V. Comptes Prévisionnels

Les comptes prévisionnels ont pour but de préparer l’entreprise à rester concurrentielle quelles que soient les tendances du marché. L’élaboration de ces comptes doit permettre la mise en œuvre de choix opérationnels sur le volet marketing, la production, la recherche et développement, les frais généraux. 

1 - Préparation des comptes prévisionnels

La préparation des comptes prévisionnels nécessite de considérer l’ensemble du personnel (service marketing, employés des ressources humaines, du SAV, etc.) ainsi que les charges de l’entreprise. Dans la pratique, un compte de résultat prévisionnel permet de déterminer la capacité d’autofinancement prévisionnelle de l’entreprise à court et moyen terme.

Les comptes prévisionnels comprennent le chiffre d’affaires, les charges fixes et variables (charges d’exploitation), les dotations aux amortissements, les produits financiers, etc. Les prévisions opérées sur chacun de ces éléments doivent permettre d’analyser plusieurs facteurs tels que la part de marché susceptible d’être occupée, le lancement de nouveaux produits, les attentes des clients… L’exactitude des prévisions va permettre à l’entrepreneur d’améliorer la compétitivité de son entreprise et au gestionnaire de prédire le niveau des coûts et des revenus de sa société sur le marché. Notons que les comptes prévisionnels sont obligatoires pour les banques, les établissements de crédit, les commissaires aux comptes et les conseils d’entreprise.
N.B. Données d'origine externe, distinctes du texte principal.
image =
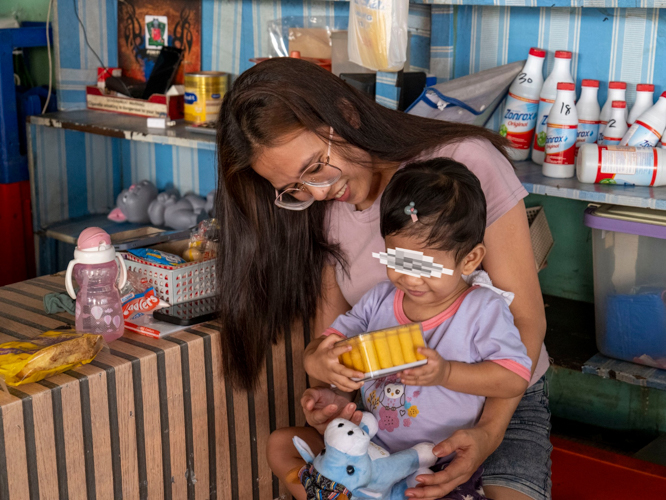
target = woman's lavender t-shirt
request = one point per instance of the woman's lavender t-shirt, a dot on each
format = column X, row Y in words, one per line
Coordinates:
column 357, row 231
column 477, row 327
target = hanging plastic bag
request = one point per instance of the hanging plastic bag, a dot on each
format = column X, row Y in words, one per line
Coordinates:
column 378, row 33
column 470, row 99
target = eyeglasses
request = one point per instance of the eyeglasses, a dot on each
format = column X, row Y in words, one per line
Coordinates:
column 318, row 175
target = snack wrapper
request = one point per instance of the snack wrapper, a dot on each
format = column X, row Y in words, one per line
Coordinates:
column 157, row 256
column 136, row 305
column 50, row 353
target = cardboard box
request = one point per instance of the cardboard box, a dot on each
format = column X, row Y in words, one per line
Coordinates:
column 158, row 106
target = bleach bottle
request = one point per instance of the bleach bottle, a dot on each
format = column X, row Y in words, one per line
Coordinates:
column 621, row 165
column 520, row 110
column 561, row 73
column 588, row 110
column 616, row 127
column 649, row 127
column 98, row 306
column 644, row 101
column 616, row 92
column 562, row 133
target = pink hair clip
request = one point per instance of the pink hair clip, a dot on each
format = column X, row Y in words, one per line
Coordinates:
column 410, row 210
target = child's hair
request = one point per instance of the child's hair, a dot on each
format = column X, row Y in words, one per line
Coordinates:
column 448, row 199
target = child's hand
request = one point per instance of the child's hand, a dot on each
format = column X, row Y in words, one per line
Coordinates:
column 436, row 372
column 323, row 364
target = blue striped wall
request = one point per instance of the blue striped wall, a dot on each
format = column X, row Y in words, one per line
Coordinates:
column 608, row 44
column 78, row 174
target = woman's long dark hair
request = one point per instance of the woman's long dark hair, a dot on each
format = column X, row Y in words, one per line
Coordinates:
column 271, row 259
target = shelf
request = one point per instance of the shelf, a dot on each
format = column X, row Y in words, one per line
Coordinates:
column 535, row 182
column 132, row 128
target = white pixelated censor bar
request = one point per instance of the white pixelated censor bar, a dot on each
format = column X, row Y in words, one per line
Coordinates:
column 411, row 263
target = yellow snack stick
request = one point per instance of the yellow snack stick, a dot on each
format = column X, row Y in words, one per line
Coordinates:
column 368, row 352
column 345, row 359
column 407, row 345
column 383, row 350
column 395, row 348
column 357, row 359
column 417, row 340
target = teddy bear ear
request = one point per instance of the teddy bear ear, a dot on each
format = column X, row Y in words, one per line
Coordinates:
column 303, row 449
column 366, row 493
column 292, row 476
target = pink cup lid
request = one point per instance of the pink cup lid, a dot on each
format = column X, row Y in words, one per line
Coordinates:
column 93, row 237
column 591, row 83
column 644, row 87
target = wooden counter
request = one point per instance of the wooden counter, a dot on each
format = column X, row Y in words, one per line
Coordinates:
column 146, row 419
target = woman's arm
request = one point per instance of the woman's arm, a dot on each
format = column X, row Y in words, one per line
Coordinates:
column 321, row 404
column 510, row 263
column 319, row 360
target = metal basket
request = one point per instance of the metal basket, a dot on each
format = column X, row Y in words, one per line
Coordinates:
column 176, row 284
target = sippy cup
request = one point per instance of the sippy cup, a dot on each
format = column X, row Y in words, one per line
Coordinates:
column 98, row 306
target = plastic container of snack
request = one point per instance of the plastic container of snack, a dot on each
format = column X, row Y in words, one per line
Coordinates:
column 383, row 352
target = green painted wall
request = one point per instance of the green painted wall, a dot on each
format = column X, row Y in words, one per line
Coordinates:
column 569, row 271
column 31, row 10
column 604, row 402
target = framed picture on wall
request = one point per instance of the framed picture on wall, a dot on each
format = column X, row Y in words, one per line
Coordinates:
column 145, row 26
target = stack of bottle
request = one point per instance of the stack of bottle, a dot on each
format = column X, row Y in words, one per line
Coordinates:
column 604, row 145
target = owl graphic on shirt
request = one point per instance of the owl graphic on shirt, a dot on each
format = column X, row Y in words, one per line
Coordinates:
column 392, row 396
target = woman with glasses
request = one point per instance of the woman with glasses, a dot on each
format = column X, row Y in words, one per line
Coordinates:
column 303, row 160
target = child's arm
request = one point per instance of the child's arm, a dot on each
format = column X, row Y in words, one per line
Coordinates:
column 486, row 378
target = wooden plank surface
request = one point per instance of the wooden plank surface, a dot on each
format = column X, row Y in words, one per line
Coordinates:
column 148, row 418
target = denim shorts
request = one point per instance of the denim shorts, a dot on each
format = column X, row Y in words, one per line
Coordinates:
column 522, row 460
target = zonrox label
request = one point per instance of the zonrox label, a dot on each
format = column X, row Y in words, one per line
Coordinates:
column 542, row 124
column 560, row 144
column 519, row 120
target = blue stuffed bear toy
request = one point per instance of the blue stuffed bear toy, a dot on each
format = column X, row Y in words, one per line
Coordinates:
column 352, row 465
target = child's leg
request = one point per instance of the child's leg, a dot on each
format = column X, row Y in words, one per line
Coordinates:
column 283, row 458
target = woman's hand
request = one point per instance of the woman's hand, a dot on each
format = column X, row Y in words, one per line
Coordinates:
column 436, row 372
column 472, row 447
column 321, row 405
column 323, row 364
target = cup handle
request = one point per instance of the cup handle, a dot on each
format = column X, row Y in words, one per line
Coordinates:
column 123, row 272
column 68, row 278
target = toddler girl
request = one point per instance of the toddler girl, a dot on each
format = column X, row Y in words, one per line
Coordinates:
column 474, row 350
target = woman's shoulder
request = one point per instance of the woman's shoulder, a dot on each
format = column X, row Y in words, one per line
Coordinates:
column 498, row 179
column 477, row 149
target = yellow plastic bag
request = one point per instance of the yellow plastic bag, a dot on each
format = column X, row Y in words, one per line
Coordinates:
column 48, row 354
column 378, row 33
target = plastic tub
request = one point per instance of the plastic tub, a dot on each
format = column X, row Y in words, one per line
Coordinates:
column 629, row 245
column 383, row 352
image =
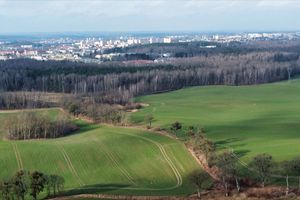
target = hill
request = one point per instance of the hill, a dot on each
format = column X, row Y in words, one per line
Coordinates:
column 106, row 159
column 250, row 119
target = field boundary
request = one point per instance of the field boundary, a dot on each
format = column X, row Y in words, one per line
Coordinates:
column 70, row 165
column 18, row 156
column 167, row 159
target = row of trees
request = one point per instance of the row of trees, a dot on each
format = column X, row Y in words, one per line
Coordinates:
column 25, row 183
column 97, row 112
column 118, row 83
column 19, row 100
column 31, row 125
column 232, row 172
  • Le compte de résultat prévisionnel

 

Le compte de résultat prévisionnel est établi dans le but d’obtenir une estimation du résultat net sur l’exercice de l’année. Il se base sur les rentrées possibles d’argent et permet de calculer la capacité à rembourser les emprunts contractés.

Le compte de résultat prévisionnel est établi sur une période allant de 3 à 5 ans. Ce document est utile pour déterminer avec plus ou moins de précision les bénéfices et les pertes attendues. L’étude de rentabilité de l’entreprise est effectuée à partir du compte de résultat prévisionnel. En effet, ce compte de résultat rend compte de l’évolution de l’activité, des achats et des résultats sur les trois années suivant le démarrage du projet. L’élaboration du compte de résultat prévisionnel nécessite des compétences avérées en analyse du marché et en comptabilité.

Comment procéder ?

Etablir un compte de résultat prévisionnel est un exercice délicat. En effet, son auteur doit faire preuve d’objectivité en ne retenant que les données réalistes (ni trop optimiste ni trop pessimiste). Le compte de résultat prévisionnel doit mettre en évidence les charges prévisionnelles fixes et variables telles que :

-          Les charges externes (électricité, eau, gaz, fournitures consommables)

-          Les frais de personnel (salaires bruts et charges sociales)

-          Les frais occasionnels (déplacements, honoraires, publicité, etc.)

-          Les locations financières et loyers de crédit-bail

-          Les coûts d’assurances

-          Les frais de télécommunication (téléphone, internet)

-          Les frais bancaires (frais de tenue de compte, commissions sur emprunts)

-          Les impôts et taxes (contribution sur la valeur ajoutée, contribution foncière des entreprises, taxe d’apprentissage, impôt sur les sociétés, etc.)

Toutes ces charges sont à opposer aux produits d’exploitation (vente, chiffre d’affaires), aux produits financiers (intérêts perçus sur placements, etc.) ainsi qu’aux produits exceptionnels (subventions).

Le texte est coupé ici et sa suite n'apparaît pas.